Ce qui nous fait un total de 2065 point, ce qui est tout de même pas mal.

Mais je pense qu’il serait sot de ne penser à cette deuxième partie de saison qu’en terme de points. Le meilleur moyen de la rater serait précisément de se focaliser sur cet aspect des choses.

Aujourd’hui, pour moi, l’objectif n’est clairement pas une participation au Masters (qui est d’ailleurs quasiment hors d’atteinte même si mathématiquement jouable) mais bien de retrouver tout d’abord l’envie de jouer, ensuite le plaisir de jouer et, enfin, la confiance.

Ce n’est qu’une fois ces trois objectifs atteints que David et son staff pourront alors songer à la saison 2019 avec sérénité.

 

 

4 COMMENTS

  1. Je ne suis pas certain que la pression sera moindre en étant 20ième ou 30ième. L’attention en Belgique sera à peu près la même vu que c’est un peu le désert dans le tennis masculin belge en l’absence de Darcis. L’attention internationale un peu plus modérée mais des contre-performances seront toujours mises en évidence. Je pense que c’est plus un problème de lassitude. David a besoin d’un parfait alignement des planètes pour performer à son plus haut niveau, et quand ce n’est pas le cas, c’est plus difficile, ce qui provoque une lassitude. Tous les joueurs, à quelque niveau qu’ils soient, connaissent cela. On est beaucoup plus enclin à jouer après une série de victoires que de défaites. Il faut un nouveau déclic au niveau résultats, qui passe par un retour du désir de jouer comme le dit Patrick. L’arrêt de 1 mois était peut-être une bonne solution pour créer un manque.

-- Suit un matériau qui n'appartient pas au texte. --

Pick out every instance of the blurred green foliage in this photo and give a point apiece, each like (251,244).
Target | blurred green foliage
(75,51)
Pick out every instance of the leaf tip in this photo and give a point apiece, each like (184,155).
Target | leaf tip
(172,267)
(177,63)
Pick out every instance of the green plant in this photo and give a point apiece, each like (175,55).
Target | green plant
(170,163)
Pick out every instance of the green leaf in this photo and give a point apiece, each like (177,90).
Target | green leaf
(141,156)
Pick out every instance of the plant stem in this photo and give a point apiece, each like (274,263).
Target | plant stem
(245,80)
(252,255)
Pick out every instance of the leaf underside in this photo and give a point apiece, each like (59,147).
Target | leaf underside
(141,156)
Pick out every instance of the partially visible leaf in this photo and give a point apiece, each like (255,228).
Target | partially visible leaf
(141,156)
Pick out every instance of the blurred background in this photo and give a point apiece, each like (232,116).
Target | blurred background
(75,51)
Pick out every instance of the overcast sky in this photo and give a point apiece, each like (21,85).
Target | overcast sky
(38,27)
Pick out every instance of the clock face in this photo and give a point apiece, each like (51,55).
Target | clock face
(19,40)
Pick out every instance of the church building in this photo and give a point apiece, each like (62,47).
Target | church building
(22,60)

Il n’y a rien de pire que de monter sur le terrain en étant blasé.

  2. David Goffin, juste avant Wimbledon, lors d’une interview avec un journaliste de PM :

    « …Je préfère être trentième et heureux que dans le top 10 et me torturer…. »

    « …Mon but est d’aller le plus haut possible sans ressentir de gêne à vivre la pression. C’ un exercice délicat car il faut évoluer et avoir en même temps conscience que tout le monde ne peut pas être Roger Federer. »

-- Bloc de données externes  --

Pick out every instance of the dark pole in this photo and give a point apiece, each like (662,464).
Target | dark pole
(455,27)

    « …En fait, la défaite est ce qu’il y a de plus facile à gérer car on sait pourquoi on a perdu. En général, on se remet en question, on retravaille et, puis, la déception passe vite… Le stress et la pression sont beaucoup plus complexes à vivre. C’est un état général. Je suis heureux de mon classemen mais cela ne m’empeche pas de vivre des moments compliqués.»

    Mais même quand il sera trentième et heureux, quoi qu’il fasse, il lui sera toujours rappelé sa 7eme place de joueur mondial. La pression de la place aura sauté mais, la pression de le voir mieux faire, elle sera toujours là parce que c’est cela le tennis professionnel. Il ne peut pas encore tourner 5 ans autour du monde et montrer un tennis aussi laborieux, qui n’avance plus guère et qui est stéréotypé même dans les fautes.
     

  3. Pour moi, David fait ce qu’on appelle un burn out. 8 à 12 mois de pause sont en général nécessaires pour être sûr d’en sortir. Au risque sinon de ne plus être que l’ombre de soi-même. J’espère bien sûr me tromper…

  4. David a-t-il pris assez de temps pour lui? Un mois ce n’est pas rien dans une saison de tennis mais c’est assez court pour retrouver l’envie… Réponse dans les prochaines semaines!